可以說,宋太宗的背信棄義和宋真宗的軟弱無能,讓宋朝的信譽掃地,更讓無數的李元昊們蠢蠢欲動。

如果宋仁宗真是一位中興之主,他應該立即富國強兵,顯示大國威嚴,狠狠震懾李元昊,但是他沒有,他一直採取的是軟弱的綏靖政策,

面對著李元昊多次刁難挑釁,一再忍讓。

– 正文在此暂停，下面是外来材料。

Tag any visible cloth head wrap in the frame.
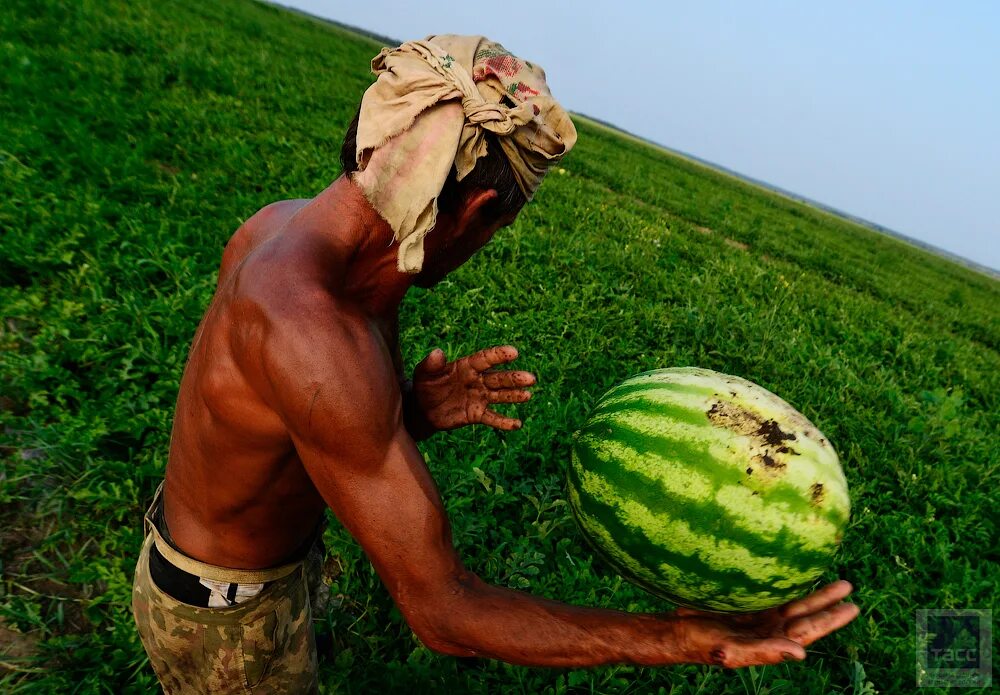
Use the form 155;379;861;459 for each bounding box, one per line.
351;35;577;273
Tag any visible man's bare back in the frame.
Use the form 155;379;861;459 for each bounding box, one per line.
164;197;378;568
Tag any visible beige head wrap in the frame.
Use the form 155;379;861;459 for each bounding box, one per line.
351;35;577;272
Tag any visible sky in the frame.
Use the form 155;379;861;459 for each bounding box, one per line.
282;1;1000;271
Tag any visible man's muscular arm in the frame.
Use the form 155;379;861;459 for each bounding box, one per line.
258;299;856;668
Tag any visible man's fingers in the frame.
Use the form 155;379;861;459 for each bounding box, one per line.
780;580;854;620
483;370;536;389
785;602;860;646
469;345;519;372
714;638;806;668
415;348;448;376
487;390;532;404
480;409;522;431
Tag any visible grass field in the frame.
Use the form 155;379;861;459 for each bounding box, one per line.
1;0;998;692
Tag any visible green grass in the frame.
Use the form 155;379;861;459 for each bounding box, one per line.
1;0;997;692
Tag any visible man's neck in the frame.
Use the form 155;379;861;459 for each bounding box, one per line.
306;176;413;318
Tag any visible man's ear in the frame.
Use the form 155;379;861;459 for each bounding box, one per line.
458;188;499;227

無數的大臣跟他說,要儘快面對西邊強敵,將它於萌芽狀態扼殺,

可是他卻說,儘量不要打仗,打仗是費錢的,是要死人的,還是採取和平手段吧。

當時的大臣還說,這顯示了皇帝的“仁”,問題是“仁”是要對親友的,對敵人怎麼能仁慈,對敵人的仁慈恰恰就是對自己的殘忍,難怪敵人也喜歡他。

果然,李元昊稱帝了,自己創立了西夏文字,剃去了頭髮,正式成帝,劇中也表現出了溫文爾雅的宋仁宗第一次發了火,早知今日,何必當初?當初在出現苗頭的時候就應該強硬點。最終,宋朝當然不會承認李元昊,剝奪了賜予他的官職,雙方立即開戰。

宋仁宗真的是一位利國利民的好皇帝嗎?事實上並非如此

李元昊和宋仁宗都明白,宋朝一直冗官、冗兵,為了怕軍人造反,且宋太祖是造反起家的,宋太祖定下的軍制讓宋朝的軍事機構極其臃腫低效,劇中虛構了宋仁宗想御駕親征的情節,然而,這也是沒用的,充其量只是土木堡之變提前300年罷了。

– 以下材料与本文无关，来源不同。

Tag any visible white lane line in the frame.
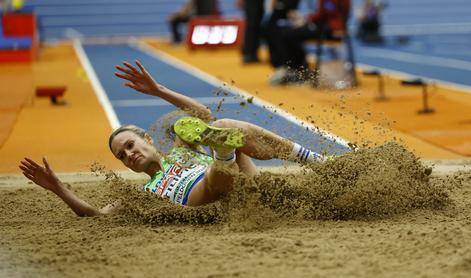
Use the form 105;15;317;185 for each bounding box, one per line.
112;97;243;107
359;48;471;72
412;129;471;138
128;37;350;148
64;28;84;40
358;62;471;94
382;22;471;36
73;39;121;129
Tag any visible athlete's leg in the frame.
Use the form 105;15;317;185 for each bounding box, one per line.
180;118;281;205
235;150;259;176
174;116;325;163
186;160;239;206
211;118;323;162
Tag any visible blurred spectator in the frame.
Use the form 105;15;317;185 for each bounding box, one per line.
1;0;23;11
236;0;264;63
356;0;386;43
262;0;301;69
0;0;20;11
168;0;220;44
270;0;351;85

知道面對的是這樣的軍隊,李元昊信心滿滿,他和宋軍交戰,假裝失敗,誘使宋軍進入埋伏圈,因為宋朝軍事機構極其低效,負責參謀的人遠在千里之外,不懂地形和變通,當時各軍之間也沒有很好的溝通。第二天,宋軍主帥任福來到了溝壑縱橫的黃土高原,正暈頭轉向的時候,發現了幾個盒子,開啟來,數百隻信鴿飛了出來,這正是給夏軍發出合擊訊號,靈活機動的夏軍趕來,全殲宋軍,宋軍死亡10300人,主將任福戰死。

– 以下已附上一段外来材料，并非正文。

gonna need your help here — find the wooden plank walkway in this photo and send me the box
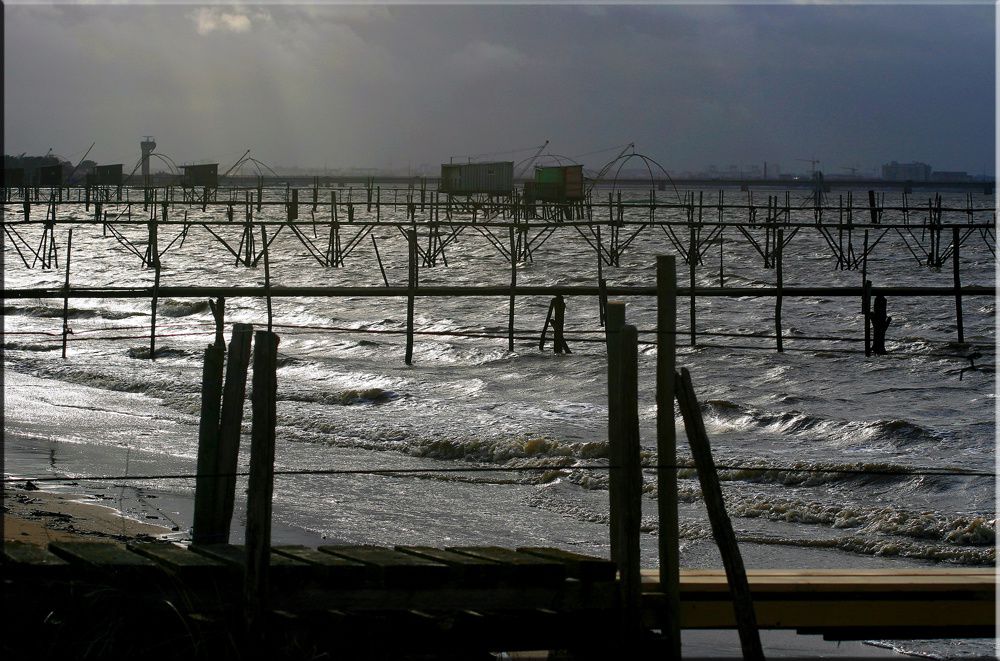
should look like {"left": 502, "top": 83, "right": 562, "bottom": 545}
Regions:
{"left": 2, "top": 541, "right": 993, "bottom": 657}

宋仁宗所謂的仁慈,讓李元昊做大,最終殺死了1萬名宋軍,

唐詩云“可憐無定河邊骨,猶是春閨夢裡人”,

百姓需要的是這樣的仁宗嗎?所謂的仁慈換來了1萬多個家庭的妻離子散?

這便是宋夏第一次交鋒的好水川之戰,劇中的宋仁宗為任福的死去而哭泣,可他有沒有想過,

他本可以把西夏的這一切遏止在搖籃裡,可他一味地綏靖才是真正殺死任福的兇手。

之後,宋夏又接連大戰,第二次的三川口之戰,主將劉平輕敵冒進,再次深入西夏軍隊核心,這一次西夏軍也是吃了苦頭,但在自己地盤作戰,有主場優勢。而宋軍後軍都監黃德和貪生怕死,一溜煙跑了,擾亂了軍心,宋軍紛紛逃散,最終還是失敗,劉平被俘虜。

而第三次的決戰則是在定川寨,這一次,宋軍又是輕度冒進,被斷了水源和糧草,全軍覆沒,16位大將被殺,9400名宋軍全軍覆沒。

三次大戰,雖然都是主將的責任,可是也有宋仁宗用人不察的問題。問題是宋軍之所以屢戰屢敗,最應該改革的就是老朽的軍事機構,可是他除了慶曆年間用范仲淹等人稍微改革就作罷外,再也沒有任何的改革,只能等死,魄力還不如孫子輩的、任用王安石大刀闊斧改革的宋神宗,可是宋神宗的時候,改革的時機已經錯過了。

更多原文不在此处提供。